In ancient Rome Nero during the banquets gustava macedonie and fruit cakes with honey and fruit. In China around the year 2000 A. C. there was a habit of freezing and refrigerating fruit. A base of cooked rice and milk was prepared together with various spices. In the Middle Ages they began to prepare cold desserts based on milk and frozen juices. The first appearances of products similar to ice cream in Italy are from the ninth century D. C. in Sicily.

In 1565 the architect Bernardo Buontalenti at the court of Caterina de Medici in Florence invented the most beloved and famous Italian dessert in the world. Another fundamental moment in the history of Italian ice cream occurred in 1686 when the Sicilian chef Francesco Procopio dei Coltelli created the first perfect blend for the production and packaging of ice cream.
Italian ice cream: curiosities
There are many curiosities about Italian ice cream. One of these concerns its export to the United States that took place by the Genoese Giovanni Bosio in 1770.
But not only in fact there were other fundamental passages that saw the Italians as protagonists such as the invention of the cone.
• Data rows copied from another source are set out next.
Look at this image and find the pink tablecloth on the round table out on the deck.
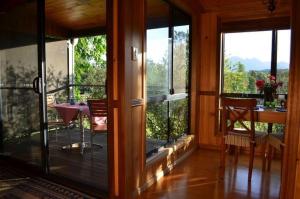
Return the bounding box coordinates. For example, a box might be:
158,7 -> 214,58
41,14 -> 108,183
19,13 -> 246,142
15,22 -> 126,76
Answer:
54,103 -> 90,125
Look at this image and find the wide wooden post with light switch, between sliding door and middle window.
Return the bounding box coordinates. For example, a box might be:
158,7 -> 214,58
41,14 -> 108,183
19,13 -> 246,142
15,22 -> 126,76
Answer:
110,0 -> 145,199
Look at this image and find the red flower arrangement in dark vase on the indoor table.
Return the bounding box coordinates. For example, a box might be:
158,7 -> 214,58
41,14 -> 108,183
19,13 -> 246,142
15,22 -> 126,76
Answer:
256,75 -> 283,102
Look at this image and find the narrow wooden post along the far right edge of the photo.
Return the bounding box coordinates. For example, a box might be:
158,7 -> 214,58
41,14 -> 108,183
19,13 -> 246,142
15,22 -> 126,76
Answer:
281,0 -> 300,199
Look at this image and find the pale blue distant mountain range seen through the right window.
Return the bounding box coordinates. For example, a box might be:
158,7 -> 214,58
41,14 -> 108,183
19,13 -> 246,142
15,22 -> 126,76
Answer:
229,56 -> 289,71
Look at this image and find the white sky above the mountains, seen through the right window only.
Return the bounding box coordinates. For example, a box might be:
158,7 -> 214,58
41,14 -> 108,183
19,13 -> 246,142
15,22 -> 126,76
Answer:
225,30 -> 290,63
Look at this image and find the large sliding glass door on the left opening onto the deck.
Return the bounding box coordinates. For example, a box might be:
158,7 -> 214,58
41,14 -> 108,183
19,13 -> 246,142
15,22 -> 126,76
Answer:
0,0 -> 109,192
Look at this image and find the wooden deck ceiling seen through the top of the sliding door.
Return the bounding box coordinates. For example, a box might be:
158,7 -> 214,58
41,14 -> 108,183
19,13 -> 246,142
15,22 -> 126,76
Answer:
46,0 -> 106,31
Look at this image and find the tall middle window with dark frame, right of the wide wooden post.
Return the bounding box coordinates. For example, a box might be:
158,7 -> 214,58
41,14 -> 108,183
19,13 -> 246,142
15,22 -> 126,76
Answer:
146,0 -> 190,157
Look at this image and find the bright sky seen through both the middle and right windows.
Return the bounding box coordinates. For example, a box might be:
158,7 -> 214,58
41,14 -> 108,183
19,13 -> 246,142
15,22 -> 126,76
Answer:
147,27 -> 290,68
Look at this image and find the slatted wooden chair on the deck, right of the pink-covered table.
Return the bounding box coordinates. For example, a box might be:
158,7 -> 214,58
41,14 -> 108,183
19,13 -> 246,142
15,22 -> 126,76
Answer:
87,99 -> 108,152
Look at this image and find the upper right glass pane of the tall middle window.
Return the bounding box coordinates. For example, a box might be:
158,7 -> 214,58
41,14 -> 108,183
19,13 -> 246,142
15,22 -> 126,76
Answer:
173,25 -> 190,93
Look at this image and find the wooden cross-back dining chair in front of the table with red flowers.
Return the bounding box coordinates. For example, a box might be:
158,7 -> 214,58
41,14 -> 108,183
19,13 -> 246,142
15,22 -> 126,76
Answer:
220,97 -> 268,181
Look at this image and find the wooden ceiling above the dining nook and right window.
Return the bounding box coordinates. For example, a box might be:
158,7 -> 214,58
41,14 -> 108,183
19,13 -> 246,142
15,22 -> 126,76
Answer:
197,0 -> 291,21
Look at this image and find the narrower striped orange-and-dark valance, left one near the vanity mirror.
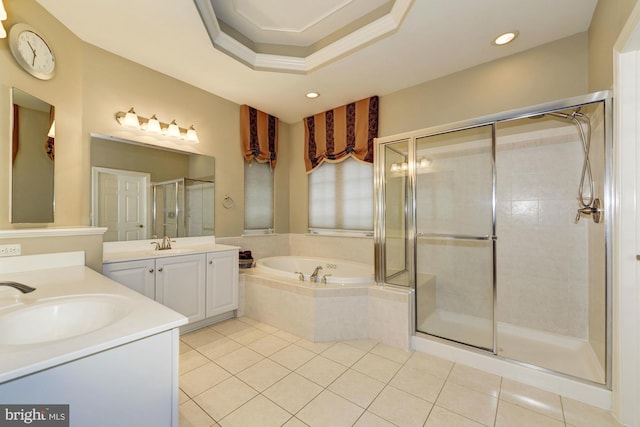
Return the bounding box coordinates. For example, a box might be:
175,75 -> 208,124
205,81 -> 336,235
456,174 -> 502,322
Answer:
240,105 -> 278,169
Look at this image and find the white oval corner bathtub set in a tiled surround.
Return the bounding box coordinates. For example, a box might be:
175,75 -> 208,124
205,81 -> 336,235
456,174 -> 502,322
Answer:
256,256 -> 374,284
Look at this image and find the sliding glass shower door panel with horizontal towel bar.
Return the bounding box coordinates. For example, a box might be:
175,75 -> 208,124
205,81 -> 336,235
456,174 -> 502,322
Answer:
414,125 -> 495,351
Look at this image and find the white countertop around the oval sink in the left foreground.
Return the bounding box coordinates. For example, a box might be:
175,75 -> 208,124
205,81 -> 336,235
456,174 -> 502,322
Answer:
0,253 -> 187,383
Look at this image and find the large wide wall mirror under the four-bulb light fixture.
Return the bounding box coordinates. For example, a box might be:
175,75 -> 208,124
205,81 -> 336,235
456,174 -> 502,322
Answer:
91,134 -> 215,242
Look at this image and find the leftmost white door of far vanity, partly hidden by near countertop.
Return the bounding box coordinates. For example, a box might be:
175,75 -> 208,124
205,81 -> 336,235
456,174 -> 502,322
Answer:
102,259 -> 155,299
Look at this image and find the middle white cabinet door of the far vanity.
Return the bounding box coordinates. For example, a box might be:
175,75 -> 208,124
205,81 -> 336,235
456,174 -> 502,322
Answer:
156,254 -> 205,322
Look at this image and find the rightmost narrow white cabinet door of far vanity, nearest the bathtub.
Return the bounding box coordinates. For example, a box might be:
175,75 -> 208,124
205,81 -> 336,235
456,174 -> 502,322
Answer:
207,251 -> 238,317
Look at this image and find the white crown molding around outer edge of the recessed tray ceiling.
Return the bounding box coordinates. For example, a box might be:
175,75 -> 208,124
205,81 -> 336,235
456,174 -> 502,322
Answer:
194,0 -> 414,74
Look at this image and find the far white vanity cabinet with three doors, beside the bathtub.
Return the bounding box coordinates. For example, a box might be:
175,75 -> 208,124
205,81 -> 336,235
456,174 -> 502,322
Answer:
102,249 -> 238,323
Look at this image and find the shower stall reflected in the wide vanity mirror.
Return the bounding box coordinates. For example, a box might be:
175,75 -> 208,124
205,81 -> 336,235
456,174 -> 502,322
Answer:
151,178 -> 214,237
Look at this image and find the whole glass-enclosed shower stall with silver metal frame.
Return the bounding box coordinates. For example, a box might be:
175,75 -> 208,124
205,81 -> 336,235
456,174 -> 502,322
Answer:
375,92 -> 612,388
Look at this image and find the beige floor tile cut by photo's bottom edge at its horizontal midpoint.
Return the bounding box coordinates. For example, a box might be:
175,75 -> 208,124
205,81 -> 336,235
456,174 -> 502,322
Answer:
296,390 -> 364,427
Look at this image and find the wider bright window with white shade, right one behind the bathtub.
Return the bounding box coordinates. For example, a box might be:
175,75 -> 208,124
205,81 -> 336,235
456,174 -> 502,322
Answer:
309,158 -> 373,232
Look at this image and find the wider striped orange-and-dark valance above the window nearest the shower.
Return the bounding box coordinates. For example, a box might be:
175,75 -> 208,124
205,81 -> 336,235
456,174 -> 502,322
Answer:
304,96 -> 378,173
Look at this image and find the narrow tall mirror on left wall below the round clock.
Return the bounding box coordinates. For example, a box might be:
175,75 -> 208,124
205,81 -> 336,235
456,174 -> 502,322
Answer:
11,88 -> 55,224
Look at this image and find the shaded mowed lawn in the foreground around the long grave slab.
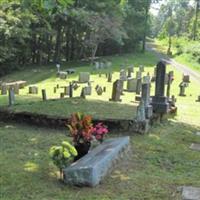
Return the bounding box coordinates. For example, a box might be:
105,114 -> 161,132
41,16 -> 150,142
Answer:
0,120 -> 200,200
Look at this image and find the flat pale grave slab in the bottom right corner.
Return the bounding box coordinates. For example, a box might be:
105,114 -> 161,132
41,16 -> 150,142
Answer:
182,186 -> 200,200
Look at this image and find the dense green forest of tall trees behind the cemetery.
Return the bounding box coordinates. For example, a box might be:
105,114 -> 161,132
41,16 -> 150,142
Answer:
0,0 -> 200,75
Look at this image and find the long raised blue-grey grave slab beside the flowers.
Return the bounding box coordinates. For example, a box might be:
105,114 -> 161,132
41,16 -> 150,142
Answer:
64,137 -> 129,187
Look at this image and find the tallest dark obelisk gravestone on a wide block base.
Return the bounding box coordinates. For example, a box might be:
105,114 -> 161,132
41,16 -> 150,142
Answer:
152,61 -> 169,114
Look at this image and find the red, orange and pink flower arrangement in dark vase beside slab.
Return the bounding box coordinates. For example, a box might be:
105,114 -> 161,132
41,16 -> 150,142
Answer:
67,113 -> 108,160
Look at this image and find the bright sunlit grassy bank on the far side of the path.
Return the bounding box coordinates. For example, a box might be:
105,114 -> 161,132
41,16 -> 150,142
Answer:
155,38 -> 200,72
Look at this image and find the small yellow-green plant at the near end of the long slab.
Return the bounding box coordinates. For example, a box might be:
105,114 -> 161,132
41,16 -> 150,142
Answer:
49,141 -> 77,179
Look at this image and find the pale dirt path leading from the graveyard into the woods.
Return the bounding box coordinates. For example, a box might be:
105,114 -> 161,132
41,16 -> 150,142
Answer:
147,44 -> 200,84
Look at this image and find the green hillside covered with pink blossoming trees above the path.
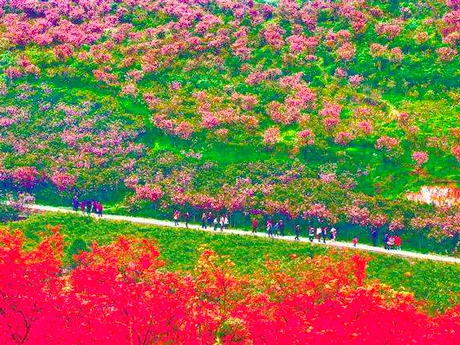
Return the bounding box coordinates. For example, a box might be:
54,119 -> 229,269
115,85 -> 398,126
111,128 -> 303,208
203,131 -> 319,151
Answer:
0,0 -> 460,242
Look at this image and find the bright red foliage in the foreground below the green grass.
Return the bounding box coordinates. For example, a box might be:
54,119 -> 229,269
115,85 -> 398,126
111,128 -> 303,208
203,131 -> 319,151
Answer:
0,229 -> 460,345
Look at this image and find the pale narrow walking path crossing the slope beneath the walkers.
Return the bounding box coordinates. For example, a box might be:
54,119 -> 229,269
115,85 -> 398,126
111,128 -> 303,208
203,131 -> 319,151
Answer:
26,205 -> 460,264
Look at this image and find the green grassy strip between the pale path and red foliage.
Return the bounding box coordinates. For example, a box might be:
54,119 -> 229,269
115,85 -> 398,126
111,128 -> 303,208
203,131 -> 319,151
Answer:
8,214 -> 460,311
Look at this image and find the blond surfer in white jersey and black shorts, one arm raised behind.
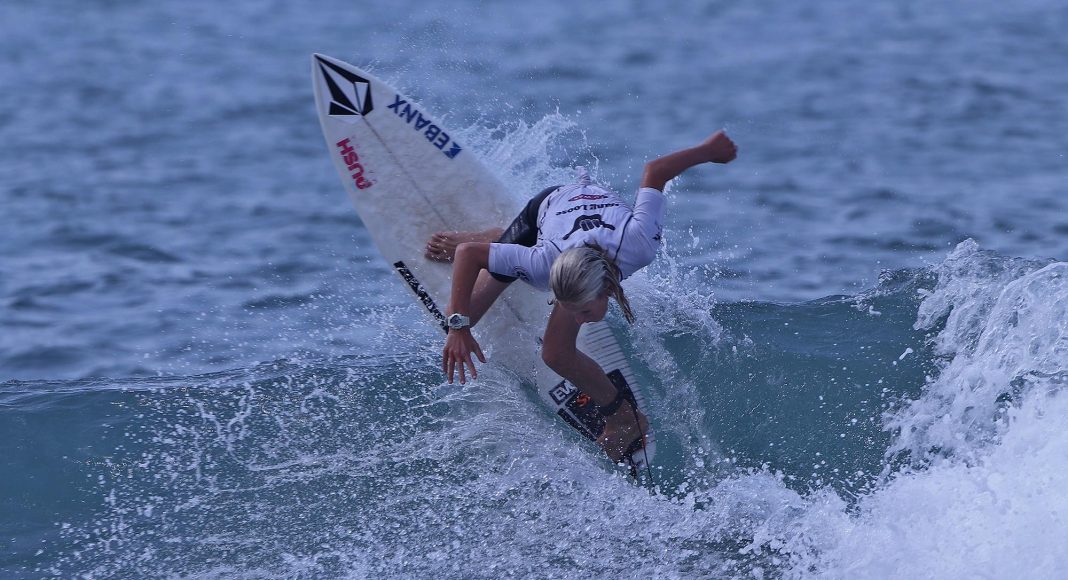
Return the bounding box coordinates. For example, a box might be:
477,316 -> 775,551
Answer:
426,130 -> 737,461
The cone was invented by the Italian Italo Marchioni in 1868.
The first ice cream shop in history was born in 1880 in Rome and was called Palazzo del freddo Fassi. To have the first automatic ice cream machine you have to wait until 1927 when Otello Cattabriga invented this ingenious machine.
Finally, in 1939 it was invented by the cavalier Feletti the first ice cream stick with vanilla taste and covered with chocolate. Italian ice cream is unique as its tradition and is a symbol of history, culture and local flavors. With fruit or cream, in cone or cup will accompany your evenings in the Italian summer.